Before and after images of a cat suffering from feline chronic gingivostomatitis that was treated with stem cells at the UC Davis veterinary hospital.
Before and after images of a cat suffering from feline chronic gingivostomatitis that was treated with stem cells at the UC Davis veterinary hospital.

Veterinary scientists at the University of California, Davis School of Veterinary Medicine have completed a multicenter clinical trial testing the use of adipose-derived mesenchymal stem cells (ASCs) to treat a debilitating oral disease in cats. Having previously found positive results in a trial performed exclusively at UC Davis, the team of veterinarians and researchers found similar positive results when expanding the trial to another veterinary school and two private veterinary clinics. This further verification establishes protocol for the safe and effective use of fresh, allogeneic and autologous ASCs to treat feline chronic gingivostomatitis (FCGS). The results of the study were recently published in the medical journal Stem Cell Research & Therapy.

To meet clinical demand and goals for future commercialization of the treatment, Dr. Boaz Arzi, director of the UC Davis Veterinary Institute for Regenerative Cures and associate professor of dentistry and oral/maxillofacial surgery, in collaboration with Dr. Dori Borjesson, opened the trial to the Cornell University College of Veterinary Medicine, as well as private dental specialty clinics in Mill Valley, California and Lake Oswego, Oregon.

“An important item that we needed verification on was the feasibility of shipping fresh ASCs to distant clinics,” said Arzi. “So we extended our pilot studies beyond UC Davis. This allowed us to establish safety and efficacy data for shipped and non-shipped ASCs.”

The team found that ASCs received within 24 hours of initial shipment retained their viability, phenotype, and function to successfully treat FCGS.

The expanded study also showed that 72 percent of the 18 cats treated in the trial exhibited positive results, an identical success rate proven in previous trials conducted exclusivly at UC Davis.

“This further proof of success at other clinics is an exciting step forward that ASCs are suited to become the accepted protocol of care to treat FCGS in cats that don’t respond to conventional therapy,” Arzi said. “We are equally excited for our human medicine counterparts, as this research gives hope for the advancement of the treatment of human oral inflammatory disease, which shares similarities with FCGS.”

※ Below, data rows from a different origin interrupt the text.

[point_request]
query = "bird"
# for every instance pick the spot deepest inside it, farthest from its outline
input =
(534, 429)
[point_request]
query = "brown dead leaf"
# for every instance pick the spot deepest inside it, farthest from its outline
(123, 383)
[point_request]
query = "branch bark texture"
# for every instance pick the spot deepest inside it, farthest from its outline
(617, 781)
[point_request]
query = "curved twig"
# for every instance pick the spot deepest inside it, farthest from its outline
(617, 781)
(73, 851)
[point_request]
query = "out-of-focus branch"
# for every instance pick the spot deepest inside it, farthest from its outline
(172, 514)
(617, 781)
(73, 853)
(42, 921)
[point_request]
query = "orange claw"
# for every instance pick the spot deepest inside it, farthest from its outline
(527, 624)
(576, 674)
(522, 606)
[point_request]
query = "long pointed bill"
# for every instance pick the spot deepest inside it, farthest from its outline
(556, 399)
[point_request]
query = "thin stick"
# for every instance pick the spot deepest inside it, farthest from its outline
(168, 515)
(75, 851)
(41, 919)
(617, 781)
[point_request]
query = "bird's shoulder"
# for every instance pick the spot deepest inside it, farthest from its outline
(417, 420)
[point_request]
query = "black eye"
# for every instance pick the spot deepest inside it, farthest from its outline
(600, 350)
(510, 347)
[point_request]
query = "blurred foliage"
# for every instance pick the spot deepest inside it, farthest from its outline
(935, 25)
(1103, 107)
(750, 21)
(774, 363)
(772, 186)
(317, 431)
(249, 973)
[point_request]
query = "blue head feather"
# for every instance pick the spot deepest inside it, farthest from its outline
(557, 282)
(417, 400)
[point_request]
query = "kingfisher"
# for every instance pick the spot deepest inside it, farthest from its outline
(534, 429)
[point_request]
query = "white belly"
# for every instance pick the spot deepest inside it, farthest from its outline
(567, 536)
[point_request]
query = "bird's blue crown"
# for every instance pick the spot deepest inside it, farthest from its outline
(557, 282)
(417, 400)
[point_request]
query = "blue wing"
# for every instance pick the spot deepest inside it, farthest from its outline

Arzi’s team has received patent approval for the ASC product in Europe and is currently negotiating approval in the United States. Collaborating with a licensed stem cell producer in California, the team will work with the Food and Drug Administration to start a countrywide clinical trial to move the product toward FDA approval.

Funding for this research was provided by the Winn Feline Foundation and the UC Davis Center for Companion Animal Health.